Graduation Speech, John B. Cary Elementary 2019: Do the Right Thing, Do the Hard Thing, Do the Kind Thing!

Graduation Speech, John B. Cary Elementary 2019: Do the Right Thing, Do the Hard Thing, Do the Kind Thing!

June 13, 2019

Good morning!!!!

This is an exciting day! It’s a day you have been working toward not only this current school year, but for six whole years. And this is a day you will remember, even when you get to be my age, even when you get to be much older.

I have three simple messages for the students:

·       Do the right thing

·       Do the hard thing

·       Do the kind thing

And we are going to start by doing a kind thing!

 I would like the students to all stand up, turn around, and look at your family members here. And when I say three, I want you to all say with a loud voice, “Thank you family!”

And then I want you to take a look at all the John B Cary teachers and staff who have nurtured and taught you, not only this year but all the years you have been here. And on the count of three I want you to all say with a loud voice, “Thank you teachers!!!”

Great! You can sit down now.

Do the Right Thing

Let’s talk about doing the right thing.

You all are finishing 5th grade. I remember 5th grade well. That was the year I had the best teacher of my school years, Mrs. Dixie Wier!

Let me tell you about Mrs. Wier. She was tall! She absolutely commanded the classroom. The first day I met her, I was so scared of her that I had a hard time sleeping that night.

And I never stopped being scared of her. But as time went on, I appreciated her.

She taught us to do the right thing, in the right way, whether it was as simple as lining up for lunch or recess or as complicated as learning how to write a paper.

She drilled us in American history, and made us memorize tons of dates from world history and American history. She made us all write long research papers about an American state (I wrote about Massachusetts). But she also taught us about Mexico and Mexican culture.

She made us read books and give book reports. She drilled us in math.

And she even taught us music and songs, lots of songs. In addition to being the 5th grade teacher, she was also the choir director, and she would come lean over while we were singing to find out if we could carry a tune.

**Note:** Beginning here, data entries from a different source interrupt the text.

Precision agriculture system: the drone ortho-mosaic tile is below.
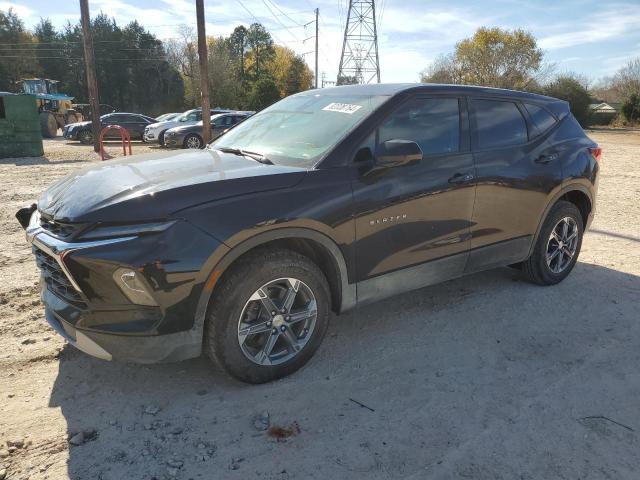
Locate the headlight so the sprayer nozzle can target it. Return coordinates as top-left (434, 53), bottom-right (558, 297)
top-left (81, 220), bottom-right (176, 240)
top-left (27, 210), bottom-right (40, 228)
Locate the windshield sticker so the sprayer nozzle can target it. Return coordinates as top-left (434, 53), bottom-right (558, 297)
top-left (323, 103), bottom-right (362, 115)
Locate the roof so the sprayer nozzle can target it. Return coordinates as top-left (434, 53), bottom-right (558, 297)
top-left (304, 83), bottom-right (557, 101)
top-left (589, 102), bottom-right (617, 113)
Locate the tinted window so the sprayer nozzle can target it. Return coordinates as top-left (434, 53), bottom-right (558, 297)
top-left (473, 100), bottom-right (527, 148)
top-left (118, 115), bottom-right (143, 123)
top-left (378, 98), bottom-right (460, 155)
top-left (524, 103), bottom-right (556, 137)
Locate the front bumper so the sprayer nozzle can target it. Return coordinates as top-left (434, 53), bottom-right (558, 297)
top-left (143, 131), bottom-right (158, 143)
top-left (27, 221), bottom-right (220, 363)
top-left (43, 304), bottom-right (202, 364)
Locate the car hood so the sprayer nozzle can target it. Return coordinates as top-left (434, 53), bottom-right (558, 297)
top-left (165, 123), bottom-right (202, 135)
top-left (38, 149), bottom-right (307, 223)
top-left (147, 120), bottom-right (195, 130)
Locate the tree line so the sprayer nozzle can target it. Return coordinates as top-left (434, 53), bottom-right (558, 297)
top-left (0, 9), bottom-right (313, 115)
top-left (421, 27), bottom-right (640, 126)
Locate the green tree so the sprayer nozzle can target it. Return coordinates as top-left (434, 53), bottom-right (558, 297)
top-left (0, 9), bottom-right (39, 91)
top-left (229, 25), bottom-right (248, 86)
top-left (34, 19), bottom-right (69, 81)
top-left (247, 78), bottom-right (280, 110)
top-left (611, 58), bottom-right (640, 99)
top-left (247, 23), bottom-right (275, 81)
top-left (543, 75), bottom-right (591, 127)
top-left (622, 93), bottom-right (640, 123)
top-left (422, 27), bottom-right (543, 90)
top-left (268, 45), bottom-right (313, 96)
top-left (208, 37), bottom-right (244, 108)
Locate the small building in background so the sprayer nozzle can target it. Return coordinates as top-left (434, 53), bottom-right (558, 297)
top-left (589, 102), bottom-right (620, 125)
top-left (0, 92), bottom-right (44, 158)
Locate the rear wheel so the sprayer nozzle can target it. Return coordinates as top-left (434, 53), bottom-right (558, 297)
top-left (205, 250), bottom-right (329, 383)
top-left (183, 133), bottom-right (203, 148)
top-left (522, 200), bottom-right (584, 285)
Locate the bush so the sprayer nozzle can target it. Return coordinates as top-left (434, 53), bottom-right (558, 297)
top-left (622, 93), bottom-right (640, 123)
top-left (544, 77), bottom-right (591, 127)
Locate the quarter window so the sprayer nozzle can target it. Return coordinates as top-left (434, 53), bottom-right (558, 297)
top-left (524, 103), bottom-right (556, 137)
top-left (378, 98), bottom-right (460, 155)
top-left (473, 100), bottom-right (527, 148)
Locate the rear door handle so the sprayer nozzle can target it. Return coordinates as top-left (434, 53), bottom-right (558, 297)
top-left (449, 173), bottom-right (473, 184)
top-left (536, 153), bottom-right (560, 164)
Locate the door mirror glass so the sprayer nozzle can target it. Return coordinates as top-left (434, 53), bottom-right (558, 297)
top-left (376, 139), bottom-right (422, 167)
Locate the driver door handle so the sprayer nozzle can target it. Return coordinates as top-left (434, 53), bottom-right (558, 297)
top-left (449, 173), bottom-right (473, 184)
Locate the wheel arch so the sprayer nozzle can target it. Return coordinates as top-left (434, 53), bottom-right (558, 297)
top-left (529, 183), bottom-right (593, 255)
top-left (182, 130), bottom-right (204, 148)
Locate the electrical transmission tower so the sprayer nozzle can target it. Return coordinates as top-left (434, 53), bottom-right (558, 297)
top-left (337, 0), bottom-right (380, 85)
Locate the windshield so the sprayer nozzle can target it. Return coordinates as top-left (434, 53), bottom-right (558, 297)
top-left (176, 110), bottom-right (202, 122)
top-left (210, 93), bottom-right (388, 168)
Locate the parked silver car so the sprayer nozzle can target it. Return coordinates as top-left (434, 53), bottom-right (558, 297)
top-left (164, 112), bottom-right (255, 148)
top-left (144, 108), bottom-right (231, 145)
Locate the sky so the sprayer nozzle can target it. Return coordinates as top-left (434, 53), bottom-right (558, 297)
top-left (5, 0), bottom-right (640, 82)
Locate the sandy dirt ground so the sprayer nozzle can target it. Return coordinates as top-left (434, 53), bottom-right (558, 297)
top-left (0, 131), bottom-right (640, 480)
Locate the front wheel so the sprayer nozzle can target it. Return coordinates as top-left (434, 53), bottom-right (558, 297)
top-left (184, 133), bottom-right (202, 148)
top-left (522, 200), bottom-right (584, 285)
top-left (205, 250), bottom-right (330, 383)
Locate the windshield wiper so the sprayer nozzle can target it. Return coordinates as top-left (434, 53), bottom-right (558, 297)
top-left (214, 147), bottom-right (273, 165)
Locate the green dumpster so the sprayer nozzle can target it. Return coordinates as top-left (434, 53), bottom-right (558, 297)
top-left (0, 92), bottom-right (44, 158)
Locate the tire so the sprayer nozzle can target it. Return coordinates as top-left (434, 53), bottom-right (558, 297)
top-left (78, 130), bottom-right (93, 145)
top-left (182, 133), bottom-right (204, 149)
top-left (40, 112), bottom-right (58, 138)
top-left (521, 200), bottom-right (584, 285)
top-left (204, 249), bottom-right (330, 383)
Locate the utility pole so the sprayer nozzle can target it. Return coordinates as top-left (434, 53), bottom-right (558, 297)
top-left (315, 8), bottom-right (320, 88)
top-left (196, 0), bottom-right (211, 145)
top-left (80, 0), bottom-right (101, 153)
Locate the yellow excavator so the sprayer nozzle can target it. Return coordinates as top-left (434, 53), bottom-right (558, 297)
top-left (21, 78), bottom-right (82, 138)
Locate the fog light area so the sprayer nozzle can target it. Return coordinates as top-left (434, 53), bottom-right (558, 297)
top-left (113, 268), bottom-right (158, 306)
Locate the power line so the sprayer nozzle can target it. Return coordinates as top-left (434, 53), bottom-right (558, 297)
top-left (236, 0), bottom-right (284, 43)
top-left (262, 0), bottom-right (299, 40)
top-left (263, 0), bottom-right (301, 26)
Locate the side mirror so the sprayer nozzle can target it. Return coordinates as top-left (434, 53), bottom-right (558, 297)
top-left (376, 139), bottom-right (422, 167)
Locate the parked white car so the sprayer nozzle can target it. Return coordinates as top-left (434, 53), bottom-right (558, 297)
top-left (144, 108), bottom-right (231, 145)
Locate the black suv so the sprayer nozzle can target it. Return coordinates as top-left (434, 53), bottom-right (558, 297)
top-left (17, 85), bottom-right (601, 383)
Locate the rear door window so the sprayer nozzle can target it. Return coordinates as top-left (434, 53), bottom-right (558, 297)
top-left (378, 98), bottom-right (460, 155)
top-left (473, 99), bottom-right (528, 149)
top-left (524, 103), bottom-right (556, 138)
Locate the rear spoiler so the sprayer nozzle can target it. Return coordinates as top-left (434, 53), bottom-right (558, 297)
top-left (544, 100), bottom-right (571, 120)
top-left (16, 203), bottom-right (38, 230)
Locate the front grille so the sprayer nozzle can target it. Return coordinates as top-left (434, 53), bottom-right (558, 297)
top-left (33, 246), bottom-right (87, 309)
top-left (40, 217), bottom-right (82, 238)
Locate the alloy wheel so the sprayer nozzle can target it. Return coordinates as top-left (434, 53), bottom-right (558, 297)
top-left (546, 217), bottom-right (578, 273)
top-left (238, 278), bottom-right (318, 365)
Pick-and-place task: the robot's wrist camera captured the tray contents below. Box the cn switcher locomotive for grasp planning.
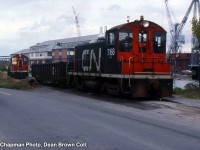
[32,17,173,97]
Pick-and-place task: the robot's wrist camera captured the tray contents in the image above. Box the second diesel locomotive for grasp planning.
[33,18,173,97]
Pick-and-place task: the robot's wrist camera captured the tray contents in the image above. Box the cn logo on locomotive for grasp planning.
[82,48,101,71]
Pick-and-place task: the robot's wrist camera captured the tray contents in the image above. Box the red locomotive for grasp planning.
[8,54,29,79]
[33,17,173,97]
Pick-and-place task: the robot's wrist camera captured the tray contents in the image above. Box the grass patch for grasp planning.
[0,72,36,90]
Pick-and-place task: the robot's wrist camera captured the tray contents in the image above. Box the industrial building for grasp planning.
[11,34,99,64]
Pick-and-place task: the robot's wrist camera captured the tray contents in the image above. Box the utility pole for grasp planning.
[72,6,81,37]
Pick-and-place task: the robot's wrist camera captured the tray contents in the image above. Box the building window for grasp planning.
[47,52,52,56]
[69,51,74,55]
[59,51,62,56]
[107,32,116,45]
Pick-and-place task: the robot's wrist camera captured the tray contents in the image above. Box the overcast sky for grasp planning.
[0,0,195,56]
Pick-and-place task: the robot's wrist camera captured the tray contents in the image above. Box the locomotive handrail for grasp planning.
[128,57,134,86]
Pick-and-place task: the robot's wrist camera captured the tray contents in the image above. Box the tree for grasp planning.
[192,19,200,41]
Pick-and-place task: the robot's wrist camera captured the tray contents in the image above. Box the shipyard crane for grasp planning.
[72,6,81,37]
[165,0,173,36]
[165,0,200,59]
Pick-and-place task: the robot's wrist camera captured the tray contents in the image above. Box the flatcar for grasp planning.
[32,17,173,97]
[8,54,29,79]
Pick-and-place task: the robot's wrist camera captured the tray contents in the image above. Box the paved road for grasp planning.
[0,88,200,150]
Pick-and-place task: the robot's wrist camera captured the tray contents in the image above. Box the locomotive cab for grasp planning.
[106,18,170,75]
[105,17,172,97]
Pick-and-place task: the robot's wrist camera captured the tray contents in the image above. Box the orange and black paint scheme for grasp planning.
[8,54,29,79]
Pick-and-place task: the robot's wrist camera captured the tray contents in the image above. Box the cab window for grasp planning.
[153,31,166,53]
[119,29,133,52]
[139,31,147,43]
[138,30,147,53]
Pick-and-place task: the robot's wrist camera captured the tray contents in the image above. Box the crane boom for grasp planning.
[72,6,81,37]
[165,0,173,36]
[167,0,196,59]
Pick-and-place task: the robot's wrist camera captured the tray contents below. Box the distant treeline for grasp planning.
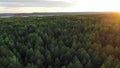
[0,14,120,68]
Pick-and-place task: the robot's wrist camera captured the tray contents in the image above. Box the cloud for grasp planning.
[0,0,73,7]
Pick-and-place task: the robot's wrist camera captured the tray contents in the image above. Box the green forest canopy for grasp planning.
[0,14,120,68]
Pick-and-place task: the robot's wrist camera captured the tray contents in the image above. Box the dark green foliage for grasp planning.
[0,14,120,68]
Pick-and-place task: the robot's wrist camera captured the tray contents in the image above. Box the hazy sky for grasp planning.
[0,0,120,13]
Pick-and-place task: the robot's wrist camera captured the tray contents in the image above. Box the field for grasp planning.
[0,14,120,68]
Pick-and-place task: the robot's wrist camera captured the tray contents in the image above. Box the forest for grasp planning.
[0,14,120,68]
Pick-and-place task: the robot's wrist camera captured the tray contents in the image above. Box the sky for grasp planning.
[0,0,120,13]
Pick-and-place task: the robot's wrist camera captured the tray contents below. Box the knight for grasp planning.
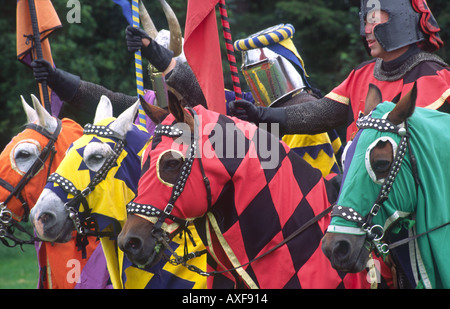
[230,0,450,141]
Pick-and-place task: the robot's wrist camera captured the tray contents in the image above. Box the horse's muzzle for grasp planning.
[322,233,370,273]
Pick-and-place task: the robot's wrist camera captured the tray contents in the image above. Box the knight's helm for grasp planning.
[359,0,439,52]
[234,24,311,107]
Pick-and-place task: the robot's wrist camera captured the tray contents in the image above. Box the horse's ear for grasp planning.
[109,100,139,136]
[364,84,383,115]
[31,94,58,133]
[169,92,194,131]
[139,95,169,124]
[20,96,38,123]
[387,82,417,125]
[93,95,113,123]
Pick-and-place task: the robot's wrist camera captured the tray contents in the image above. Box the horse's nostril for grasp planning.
[333,240,351,259]
[38,212,56,225]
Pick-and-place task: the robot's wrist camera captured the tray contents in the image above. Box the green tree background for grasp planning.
[0,0,450,149]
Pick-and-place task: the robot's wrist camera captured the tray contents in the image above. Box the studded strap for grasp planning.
[331,205,364,224]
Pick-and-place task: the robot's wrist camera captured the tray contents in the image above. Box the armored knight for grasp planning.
[230,0,450,140]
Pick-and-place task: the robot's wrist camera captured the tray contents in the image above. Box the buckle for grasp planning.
[164,203,173,215]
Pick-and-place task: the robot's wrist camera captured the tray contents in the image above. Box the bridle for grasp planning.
[127,107,332,276]
[0,118,62,247]
[127,107,211,274]
[48,123,121,244]
[331,114,422,255]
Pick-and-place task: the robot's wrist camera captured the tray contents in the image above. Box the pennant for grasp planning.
[16,0,62,117]
[184,0,226,114]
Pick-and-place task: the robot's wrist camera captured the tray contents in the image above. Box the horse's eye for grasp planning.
[372,160,391,173]
[16,150,31,160]
[88,154,105,162]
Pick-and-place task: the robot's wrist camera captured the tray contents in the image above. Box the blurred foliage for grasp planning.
[0,0,450,149]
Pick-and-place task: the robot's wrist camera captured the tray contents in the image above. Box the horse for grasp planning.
[30,96,206,288]
[118,98,368,288]
[0,95,107,289]
[322,85,450,288]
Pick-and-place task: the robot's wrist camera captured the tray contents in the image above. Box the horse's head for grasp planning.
[322,85,417,272]
[0,95,82,222]
[30,96,150,242]
[118,92,258,266]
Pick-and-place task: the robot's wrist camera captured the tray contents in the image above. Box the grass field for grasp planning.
[0,221,39,289]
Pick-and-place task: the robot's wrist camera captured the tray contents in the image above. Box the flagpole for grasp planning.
[28,0,52,114]
[131,0,147,127]
[219,0,242,100]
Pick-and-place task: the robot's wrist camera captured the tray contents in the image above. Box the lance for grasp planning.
[28,0,52,114]
[219,0,242,100]
[131,0,147,127]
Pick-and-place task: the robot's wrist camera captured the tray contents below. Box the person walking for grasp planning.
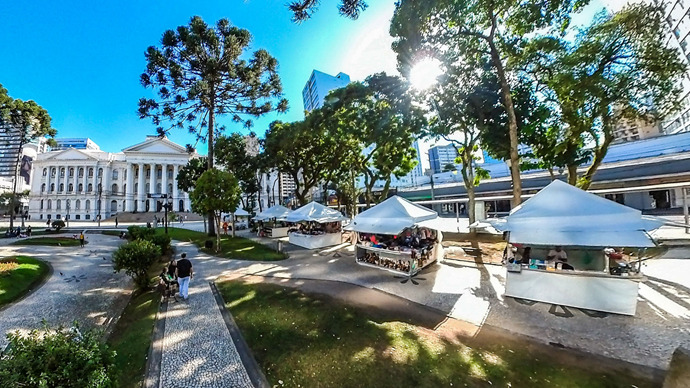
[175,253,194,300]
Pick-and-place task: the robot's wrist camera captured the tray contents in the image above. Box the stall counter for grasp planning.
[289,232,342,249]
[505,268,644,315]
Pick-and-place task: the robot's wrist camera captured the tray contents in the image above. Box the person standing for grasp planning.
[176,253,194,300]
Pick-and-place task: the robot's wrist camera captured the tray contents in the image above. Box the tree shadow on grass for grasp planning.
[218,282,656,387]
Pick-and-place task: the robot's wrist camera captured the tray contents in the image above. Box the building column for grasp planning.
[137,163,146,212]
[125,163,134,212]
[161,163,168,199]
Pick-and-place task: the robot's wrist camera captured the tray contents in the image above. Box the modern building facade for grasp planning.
[29,136,198,220]
[653,0,690,134]
[51,137,101,151]
[429,144,458,174]
[302,70,350,112]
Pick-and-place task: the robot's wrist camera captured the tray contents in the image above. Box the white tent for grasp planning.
[256,205,292,221]
[349,195,438,234]
[488,180,663,248]
[287,202,347,223]
[233,208,249,217]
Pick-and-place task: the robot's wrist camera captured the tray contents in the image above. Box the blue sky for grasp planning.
[0,0,612,158]
[0,0,395,153]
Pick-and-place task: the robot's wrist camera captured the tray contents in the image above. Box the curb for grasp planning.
[209,282,271,388]
[144,300,168,388]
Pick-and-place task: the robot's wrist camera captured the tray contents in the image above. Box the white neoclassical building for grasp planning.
[29,136,199,221]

There was never an easy day with Mrs. Wier in the classroom. She made us work. She taught us how to study. She taught us how to break down a book or an essay and outline it, so we could understand the argument and how the evidence supported the argument.

We had homework every night, and I lived in fear of not getting it all done or somehow forgetting it or leaving it at home. I didn’t want to be embarrassed, and I didn’t want to let her down.

What I learned from Mrs. Wier is that there is a right way to study, and a right way to do anything. And if you want to be successful at anything, whatever it is, you have learn what the right way to do it is, and then you have to practice it over and over until it becomes second nature.

I know this is what has been going on this year and all your years at Cary, because I know these teachers and I know this school. Our daughter Sahara was here last year, moving on! She was lucky to have Ms. Manning for two years.

And Ms. Manning taught her the right way, because she has had a great first year in middle school. And that’s one thing I want you all to remember when you start the sixth grade. This school right here has given you a firm foundation. You have the preparation you need to be successful in middle school. You just need to keep doing the right things.

In fact, you all have the preparation and ability you need to be just about anything you want to be. All you need to do is to set goals, and work toward them every day. Your actions make you who you are!

And that leads me to my second point:

Do the Hard Thing

I already told you my fifth grade teacher, Mrs. Wier, that she worked us. And I’m glad for it, because ever since whenever I have had to work hard, to buckle down and focus to get something done, I have always been able to do it, even if it I didn’t feel like it.

“I don’t feel like it.” Those five words are your enemy if you want to reach your potential, and reach the big goals you set for yourself.

Because reaching the goals means doing your homework when you don’t feel like it, practicing your sport or musical instrument when you don’t feel like it, doing your chores when you don’t feel like it.

Everybody likes to relax, to chill. Believe me, I do too.

But chilling is not how you get things done. It’s your reward for after you’ve worked hard to get things done.

Anything I have accomplished of significance in life is because I chose to do the hard thing, not the easy thing. It would be easy for me as a teacher out at the University of Richmond to say I just need to focus on my teaching and research, I don’t need to worry about the City of Richmond and its problems, I don’t need to get too involved. The hard thing is to stand up and say, no, I have a responsibility to do what I can about those problems.

You’ll see this more and more as you get older. You’ll be tempted by short cuts, to do things the easy and convenient way. But if you want to really grow and get something done, do the hard thing.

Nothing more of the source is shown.